The ACES animals for retail are sometimes used by meat science students for study and research. However, the animals are still federally inspected by an in-house inspector who oversees the entire production and slaughtering process, said Chuck Stites, meat science research scientist and room manager.

The slaughtering process is approved and humane, Stites said. The meat would not be sold if it were not safe to eat, he added.

“Anything that is going to go through our process is going to be something that is able to be used for food,” Stites said, adding that every room in the facility is also thoroughly cleansed.

Workers clean the rooms daily before and after each use, Stites said. The facility, which includes a lecture hall, classrooms, cutting room, kill floor and the salesroom, barely gives away its slaughtering secrets.

Like the salesroom employees, many of the workers assigned to the cleaning tasks are ACES students who work in the lab for hands on experience with meat science and production, Stites said.

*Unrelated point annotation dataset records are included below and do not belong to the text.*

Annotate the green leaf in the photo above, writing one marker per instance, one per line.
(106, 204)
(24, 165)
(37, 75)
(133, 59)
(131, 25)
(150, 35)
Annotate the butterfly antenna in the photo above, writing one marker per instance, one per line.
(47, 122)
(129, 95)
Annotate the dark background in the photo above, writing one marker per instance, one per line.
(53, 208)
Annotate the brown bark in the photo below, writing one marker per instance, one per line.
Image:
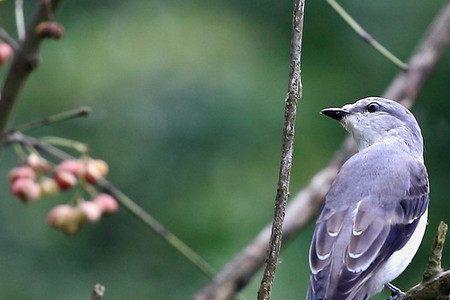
(405, 88)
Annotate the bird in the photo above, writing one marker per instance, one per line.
(375, 213)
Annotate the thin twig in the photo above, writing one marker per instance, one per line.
(24, 62)
(59, 117)
(405, 88)
(98, 292)
(20, 20)
(124, 200)
(5, 37)
(284, 177)
(434, 266)
(366, 36)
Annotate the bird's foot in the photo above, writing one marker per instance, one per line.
(395, 291)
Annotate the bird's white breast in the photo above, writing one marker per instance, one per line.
(400, 259)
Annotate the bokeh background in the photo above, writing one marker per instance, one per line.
(188, 106)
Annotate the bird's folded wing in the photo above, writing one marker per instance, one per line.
(342, 260)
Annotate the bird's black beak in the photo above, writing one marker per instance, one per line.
(335, 113)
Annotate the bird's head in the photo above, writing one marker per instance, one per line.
(375, 119)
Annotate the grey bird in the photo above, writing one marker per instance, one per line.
(375, 213)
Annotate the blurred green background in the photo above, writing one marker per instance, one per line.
(188, 106)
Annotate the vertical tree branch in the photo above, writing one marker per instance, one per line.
(24, 62)
(290, 113)
(405, 88)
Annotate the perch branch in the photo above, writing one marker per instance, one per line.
(24, 62)
(5, 37)
(366, 36)
(98, 292)
(436, 282)
(405, 88)
(284, 177)
(124, 200)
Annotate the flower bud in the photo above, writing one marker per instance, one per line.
(21, 172)
(26, 189)
(107, 203)
(49, 186)
(66, 218)
(6, 51)
(50, 30)
(38, 163)
(91, 210)
(65, 180)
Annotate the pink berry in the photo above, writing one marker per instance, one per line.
(91, 210)
(66, 218)
(49, 186)
(6, 51)
(26, 189)
(107, 203)
(21, 172)
(65, 179)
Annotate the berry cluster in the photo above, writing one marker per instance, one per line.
(38, 178)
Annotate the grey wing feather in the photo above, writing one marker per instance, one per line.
(354, 236)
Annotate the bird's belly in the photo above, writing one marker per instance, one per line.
(400, 259)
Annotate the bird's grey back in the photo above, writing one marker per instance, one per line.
(368, 214)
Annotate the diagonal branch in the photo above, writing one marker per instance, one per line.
(24, 62)
(436, 282)
(284, 177)
(366, 36)
(405, 88)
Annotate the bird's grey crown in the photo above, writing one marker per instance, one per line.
(390, 121)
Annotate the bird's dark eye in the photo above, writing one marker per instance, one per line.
(373, 107)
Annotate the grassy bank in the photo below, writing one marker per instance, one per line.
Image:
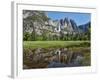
(55, 44)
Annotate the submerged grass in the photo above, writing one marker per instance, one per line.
(55, 44)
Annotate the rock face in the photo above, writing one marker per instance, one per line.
(54, 27)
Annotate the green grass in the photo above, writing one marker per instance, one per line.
(54, 44)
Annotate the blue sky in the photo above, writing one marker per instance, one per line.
(80, 18)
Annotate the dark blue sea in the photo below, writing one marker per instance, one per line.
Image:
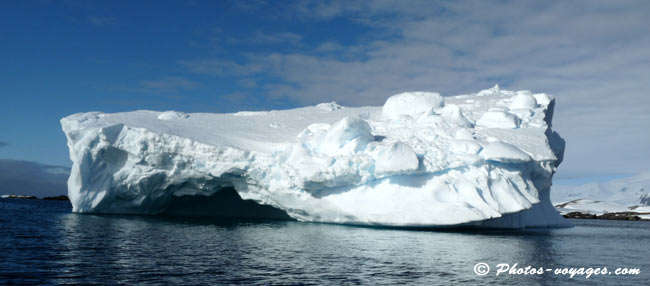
(42, 242)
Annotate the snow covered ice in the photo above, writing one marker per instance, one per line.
(421, 160)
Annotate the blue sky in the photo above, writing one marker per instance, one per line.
(64, 57)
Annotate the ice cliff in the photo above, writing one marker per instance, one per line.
(484, 159)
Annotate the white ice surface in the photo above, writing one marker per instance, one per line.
(420, 160)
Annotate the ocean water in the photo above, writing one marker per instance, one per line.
(42, 242)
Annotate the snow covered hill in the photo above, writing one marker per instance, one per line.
(484, 159)
(619, 195)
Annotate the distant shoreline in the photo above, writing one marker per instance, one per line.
(28, 197)
(629, 216)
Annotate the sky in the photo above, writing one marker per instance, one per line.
(63, 57)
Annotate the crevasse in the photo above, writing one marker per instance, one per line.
(421, 160)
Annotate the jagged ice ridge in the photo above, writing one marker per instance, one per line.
(420, 160)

The 20,000 square foot building houses over six dozen Animal Science classes. Students usually follow animals from the time they are nursed and raised on local and campus farms through the slaughtering process. They learn how to grade and raise the livestock, and use them as educational purposes. The animals are not for any experiments that may make produced meat unapproved for eating, Stites said.

Plomin said customers are receiving meat that is fresher and safer than commercially produced meat. Their products are sold at competitive prices.

“On the average, if you were to buy all of your meat here, you’d probably save a little bit of money,” Sites said. “The thing that you’re going to get is a higher quality of product and you’re going to get a fresher product.”

So how does the University’s meat compare to those of supermarkets?

In the salesroom, two dozen brown eggs are $5 while cuts of spare ribs, sausages, bratwursts and tenderloin range from $2.39 to $3.99 by the pound. Other items on the menu include ground pork, bacon, brisket and jerky all under $2. Aged beef and meat older than three days are moved to the store’s freezer, but are also sold frozen. Prices and availability vary. Updates are sent to customers who sign up to the store’s mailing list. Plomin said it is worth it.

“It’s really fresh,” said Plomin. “The meat here; you know where it’s from and you know when it’s killed and with supermarket stuff, you don’t know how long it’s been sitting out for.”